22 May 2019

Movie review - John Wick 3: Parabellum

From At The Movies, 7:31 pm on 22 May 2019

In John Wick 3: Parabellum, Keanu Reeves' dog-loving hitman is up against even more assassination.

The film is undeniably entertaining but hopefully future installments will give female characters more to do, says Simon Morris.

Simon Morris: It's not until you see John Wick 3 that you realize quite how blokey the old-fashioned franchise used to be.

If it starred Tom Cruise, The Rock, Jason Statham, Vin Diesel – and in this case, Keanu Reeves – then it usually involved lots of shooting, chasing, hitting and cryptic one-liners.

The key element of the Blokey Franchise though is the Hero.

He has to have a look – John Wick has long, greasy hair and a nice suit.

He has to have a mysterious past – John Wick is an ex-member of a possibly Russian assassins club.

And he has to have a purpose, that leads him to take names and kick ass.

Well, it turns out from my research that in Episode One, John Wick's purpose was to retire with his puppy – a present from his late wife.

But some ratbag killed that puppy, and something snapped in John, leading to 86 dead ratbags.

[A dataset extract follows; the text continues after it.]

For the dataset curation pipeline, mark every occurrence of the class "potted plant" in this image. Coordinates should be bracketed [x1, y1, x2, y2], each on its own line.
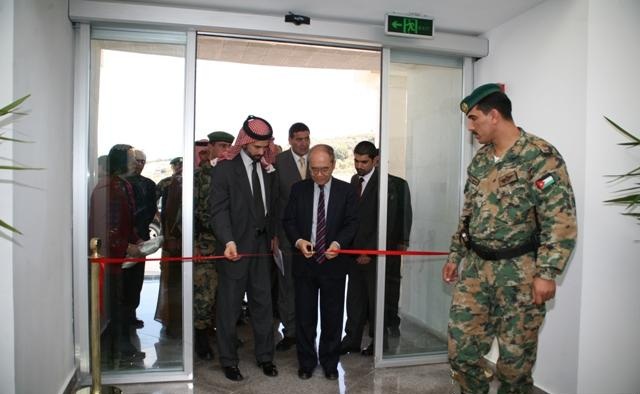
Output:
[605, 116, 639, 224]
[0, 94, 33, 234]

And that was just the first film.

The second John Wick movie saw the Association of Ratbags – who preferred to be called the High Table, for obvious reasons – counterattack.

But John single-handedly killed dozens more.

However, fatally, he broke the rules – there are assassin rules? – by killing one of them on the premises of the Ratbags Hotel, the Continental.

So now the third John Wick film sees John on the run – with another dog, for some reason – and his last moments of freedom are being counted down at the High Table.

After that, there's a $14 million price on his head.

You may or may not notice that this plot makes very little objective sense.

It's a sort of blokey fairy-tale in which our deadpan hero – Keanu Reeves has never been less expressive – takes on bad guys, four or five at a time, and comes out the other side, wounded but undaunted.

To make something like this work, you need support from some top actors, all pretending to take it – and John Wick himself – very seriously.

And nobody is better at this sort of tongue in cheek work than Ian McShane.

Backing up McShane is an actor who spent many of his formative years establishing Keanu Reeves as a plausible action-dude – Laurence Fishburne from the Matrix movies.

In keeping with the current zeitgeist, John Wick 3 (subtitled 'Parabellum') brings in some high-powered female energy.

First, the veteran but still dominating figure of Anjelica Huston, no less.

She plays John's former boss, the Director.

Providing more practical assistance is another old buddy of John's – Sofia, played by the ageless Halle Berry.

Halle goes toe-to-toe with Keanu in the action sequences, abetted by two killer dogs. This is definitely not a franchise for cat-people.

And from there on, John Wick 3 offers an endless diet of fire-power, kung fu power, doggy-power and general taking out the trash – the sort of thing originally provided by the likes of Stallone, Schwarzenegger and Steven Seagal in less picky times.

The odd thing is how inoffensive all this testosterone seems to be on the screen.

There was a famous autobiography of a Mafia hitman once called We Only Kill Each Other. And that seems to be the charm of movies like this.

Certainly, half the audience I saw it with were women – I'm guessing long-suffering girlfriends humouring their blokes.

And while no-one could deny the John Wick franchise is as dumb as a sackful of spanners, it was undeniably entertaining.